From Marseilles he heads to Corsica and Sardinia, then across the Tyrrhenian Sea to Sicily. He thaws a little in the exuberant warmth of Italy, which offers a chance to relax before the next leg of his journey, travelling into war-torn Croatia and Bosnia – the book was written in 1994, at a time when Sarajevo was under siege and the Balkans were in flames. He conveys the futility, the shabbiness and the mayhem of the war, staying in a hotel full of refugees whose children play with a manic, aggressive energy while the dazed adults slowly try to adjust to normality again, bewildered at the events they have been caught up in. Returning briefly to Italy he catches a ferry across to Albania, and even after the former Yugoslavia he is shocked at what he sees. The entire country has been vandalized; it is in a state of anarchy after emerging from years of isolation. Nevertheless he encounters acts of great kindness from some of the people he meets – a man gives him a 50 lek note – a fortune in Albania – when he has no change, and a young couple he meets on a bus invite him home for tea. In the towns everything has been destroyed, but heading south along the coast he passes through stunning landscapes, with barren headlands overlooking deserted beaches and the glimmering sea always in the background – scenes little changed since this coastline was called Illyria and Ulysses gazed upon it as he sailed home to Ithaca.
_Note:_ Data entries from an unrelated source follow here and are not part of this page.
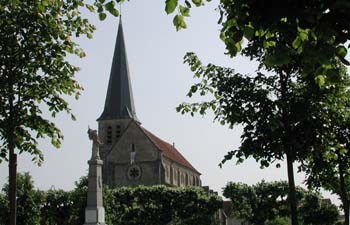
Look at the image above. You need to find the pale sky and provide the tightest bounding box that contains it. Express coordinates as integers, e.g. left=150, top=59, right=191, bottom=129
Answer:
left=0, top=0, right=336, bottom=204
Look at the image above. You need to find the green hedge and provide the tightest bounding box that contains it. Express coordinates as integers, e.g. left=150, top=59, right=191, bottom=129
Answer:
left=0, top=174, right=222, bottom=225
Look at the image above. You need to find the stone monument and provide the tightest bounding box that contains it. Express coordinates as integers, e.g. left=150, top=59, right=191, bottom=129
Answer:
left=84, top=128, right=106, bottom=225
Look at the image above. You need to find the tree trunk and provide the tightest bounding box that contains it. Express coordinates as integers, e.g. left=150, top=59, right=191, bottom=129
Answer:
left=9, top=151, right=17, bottom=225
left=286, top=151, right=298, bottom=225
left=278, top=68, right=298, bottom=225
left=338, top=153, right=349, bottom=225
left=7, top=70, right=17, bottom=225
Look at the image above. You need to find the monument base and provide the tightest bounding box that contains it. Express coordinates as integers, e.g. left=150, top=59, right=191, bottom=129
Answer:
left=84, top=207, right=106, bottom=225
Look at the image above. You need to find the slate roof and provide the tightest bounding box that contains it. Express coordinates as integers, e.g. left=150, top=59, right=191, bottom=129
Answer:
left=97, top=18, right=138, bottom=121
left=222, top=201, right=233, bottom=217
left=141, top=127, right=201, bottom=174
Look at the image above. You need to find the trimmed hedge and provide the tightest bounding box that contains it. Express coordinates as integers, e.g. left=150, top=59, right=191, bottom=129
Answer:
left=0, top=175, right=222, bottom=225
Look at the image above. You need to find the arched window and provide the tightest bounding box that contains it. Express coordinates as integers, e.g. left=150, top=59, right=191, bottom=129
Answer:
left=115, top=125, right=122, bottom=139
left=107, top=126, right=112, bottom=144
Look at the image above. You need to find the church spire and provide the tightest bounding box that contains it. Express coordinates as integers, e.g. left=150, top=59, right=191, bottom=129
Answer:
left=97, top=17, right=138, bottom=121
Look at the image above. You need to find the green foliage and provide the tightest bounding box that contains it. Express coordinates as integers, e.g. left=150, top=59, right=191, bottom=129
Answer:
left=177, top=53, right=317, bottom=167
left=223, top=181, right=304, bottom=225
left=301, top=65, right=350, bottom=223
left=265, top=217, right=289, bottom=225
left=0, top=0, right=122, bottom=165
left=104, top=186, right=222, bottom=225
left=0, top=174, right=222, bottom=225
left=0, top=173, right=43, bottom=225
left=223, top=181, right=339, bottom=225
left=300, top=193, right=340, bottom=225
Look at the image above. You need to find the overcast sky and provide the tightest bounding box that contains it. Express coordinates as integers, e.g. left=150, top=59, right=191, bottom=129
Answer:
left=0, top=0, right=335, bottom=204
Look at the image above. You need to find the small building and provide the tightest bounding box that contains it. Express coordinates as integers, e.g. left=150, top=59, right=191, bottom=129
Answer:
left=97, top=20, right=201, bottom=188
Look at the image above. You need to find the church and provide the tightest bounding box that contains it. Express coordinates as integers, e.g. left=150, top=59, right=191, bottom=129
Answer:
left=97, top=19, right=201, bottom=188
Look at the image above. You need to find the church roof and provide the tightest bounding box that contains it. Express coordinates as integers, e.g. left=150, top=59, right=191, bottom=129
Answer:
left=97, top=18, right=138, bottom=121
left=141, top=127, right=200, bottom=174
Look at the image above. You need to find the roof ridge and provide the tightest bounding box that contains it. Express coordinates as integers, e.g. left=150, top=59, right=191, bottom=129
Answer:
left=139, top=125, right=200, bottom=174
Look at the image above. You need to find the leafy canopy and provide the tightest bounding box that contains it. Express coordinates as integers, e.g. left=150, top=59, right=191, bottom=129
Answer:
left=0, top=0, right=125, bottom=164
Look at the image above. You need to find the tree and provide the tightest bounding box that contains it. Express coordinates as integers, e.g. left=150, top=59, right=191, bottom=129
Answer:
left=171, top=0, right=350, bottom=225
left=0, top=0, right=121, bottom=225
left=301, top=65, right=350, bottom=225
left=177, top=49, right=328, bottom=223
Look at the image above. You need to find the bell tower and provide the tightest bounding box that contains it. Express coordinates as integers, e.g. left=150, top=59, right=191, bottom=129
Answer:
left=97, top=17, right=140, bottom=166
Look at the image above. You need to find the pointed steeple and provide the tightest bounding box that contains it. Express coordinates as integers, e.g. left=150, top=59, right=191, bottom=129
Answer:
left=97, top=17, right=138, bottom=121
After Albania he books a place on a cruise ship full of elderly Americans who are ‘doing the Med’. He has a wonderful eye for eccentricities, and on the Seabourne Spirit he is spoilt for choice, immortalising them mercilessly in print, but before long he tires of it, and boards a Turkish ferry through the Levant heading for Alexandria. The city was the setting for one of the 20th century’s greatest novels, “The Alexandria Quartet” by Lawrence Durrell, and Theroux pays homage to Durrell’s prose, visiting the railway station to compare it to the description of the book: “the noise of wheels cracking the slime slithering pavements. Yellow pools of phosphorous light, and corridors of darkness like tears in the dull brick façade of a stage set. Policemen in the shadows…the long pull of the train into the silver light…the giant sniffing of the engine blots out all sound…a final lurch and the train pours away down a tunnel, as if turned to liquid.” In Alexandria he meets Naguib Mahfouz, Egypt’s best-known author, who at the age of 83 had just survived an assassination attempt by an Islamic fundamentalist who stabbed him in the neck. In Mahfouz he finds a guide to Alexandria as it is today, “a broken old hag that had once been a great beauty; she was not dead, but fallen.” An ancient city founded by Alexander the Great, washed by a sea that has seen civilizations come and go, and still the city remains, ransacked by history, its carcass endlessly picked over by writers.
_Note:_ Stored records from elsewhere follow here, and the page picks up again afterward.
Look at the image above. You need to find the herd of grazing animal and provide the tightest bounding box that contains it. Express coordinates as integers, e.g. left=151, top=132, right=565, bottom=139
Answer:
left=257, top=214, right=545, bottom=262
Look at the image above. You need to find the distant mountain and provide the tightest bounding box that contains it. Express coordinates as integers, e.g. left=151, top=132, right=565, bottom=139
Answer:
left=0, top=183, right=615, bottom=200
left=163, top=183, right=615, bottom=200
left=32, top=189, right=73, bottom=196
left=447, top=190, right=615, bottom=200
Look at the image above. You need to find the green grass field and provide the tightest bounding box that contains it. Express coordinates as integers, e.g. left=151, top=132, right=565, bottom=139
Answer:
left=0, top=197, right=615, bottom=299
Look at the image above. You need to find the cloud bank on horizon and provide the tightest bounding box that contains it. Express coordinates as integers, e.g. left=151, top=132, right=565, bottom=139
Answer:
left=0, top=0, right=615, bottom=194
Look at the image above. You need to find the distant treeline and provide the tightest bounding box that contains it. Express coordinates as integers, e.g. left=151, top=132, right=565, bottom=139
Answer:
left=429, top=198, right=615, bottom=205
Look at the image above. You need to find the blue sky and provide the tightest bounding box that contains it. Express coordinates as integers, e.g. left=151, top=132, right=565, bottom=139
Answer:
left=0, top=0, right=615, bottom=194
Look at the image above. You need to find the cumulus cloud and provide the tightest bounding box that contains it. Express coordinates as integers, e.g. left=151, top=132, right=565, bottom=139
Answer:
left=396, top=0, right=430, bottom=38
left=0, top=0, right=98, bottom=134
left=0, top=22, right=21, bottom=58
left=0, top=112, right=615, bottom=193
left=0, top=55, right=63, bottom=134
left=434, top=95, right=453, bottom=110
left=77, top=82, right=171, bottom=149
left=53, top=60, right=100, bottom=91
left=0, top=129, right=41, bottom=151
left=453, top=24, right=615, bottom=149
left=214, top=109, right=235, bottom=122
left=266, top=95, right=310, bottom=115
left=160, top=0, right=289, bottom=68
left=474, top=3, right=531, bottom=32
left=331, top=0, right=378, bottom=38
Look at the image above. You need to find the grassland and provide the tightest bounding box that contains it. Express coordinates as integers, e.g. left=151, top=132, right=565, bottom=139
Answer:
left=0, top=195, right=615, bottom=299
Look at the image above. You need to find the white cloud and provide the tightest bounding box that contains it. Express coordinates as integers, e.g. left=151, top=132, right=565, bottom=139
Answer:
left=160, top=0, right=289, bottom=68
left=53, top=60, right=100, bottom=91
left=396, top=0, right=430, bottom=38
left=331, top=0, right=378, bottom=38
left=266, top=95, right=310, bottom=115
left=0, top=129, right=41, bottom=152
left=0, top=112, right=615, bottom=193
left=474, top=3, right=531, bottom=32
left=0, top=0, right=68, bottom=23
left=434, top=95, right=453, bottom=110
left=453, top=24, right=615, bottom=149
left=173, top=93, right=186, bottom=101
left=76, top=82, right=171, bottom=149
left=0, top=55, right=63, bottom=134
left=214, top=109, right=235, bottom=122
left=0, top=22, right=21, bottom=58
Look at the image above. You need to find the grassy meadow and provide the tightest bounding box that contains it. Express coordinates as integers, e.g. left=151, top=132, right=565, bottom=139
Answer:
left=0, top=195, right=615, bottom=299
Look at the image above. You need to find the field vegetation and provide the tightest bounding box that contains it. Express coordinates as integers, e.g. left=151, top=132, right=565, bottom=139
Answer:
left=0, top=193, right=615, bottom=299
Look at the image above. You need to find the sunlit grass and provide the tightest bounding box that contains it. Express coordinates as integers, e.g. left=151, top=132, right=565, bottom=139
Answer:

The book is a mosaic of places and impressions. He meets numerous characters, from irascible Israeli taxi drivers to lascivious Turkish Generals, pokes fun at most of them, is intrigued by many and inspired by a few. He is caustic, curmudgeonly, scathing and dismissive in turn, probably more so than in any other of his books, and yet he remains interested in the people and the places he visits, which is more than can be said for many of the tourists he is so keen to dissociate himself from. The Pillars of Hercules is at heart a voyage of discovery, and one where he discovers a side to the Mediterranean – one of the most visited regions on earth – which few tourists to the area will ever see.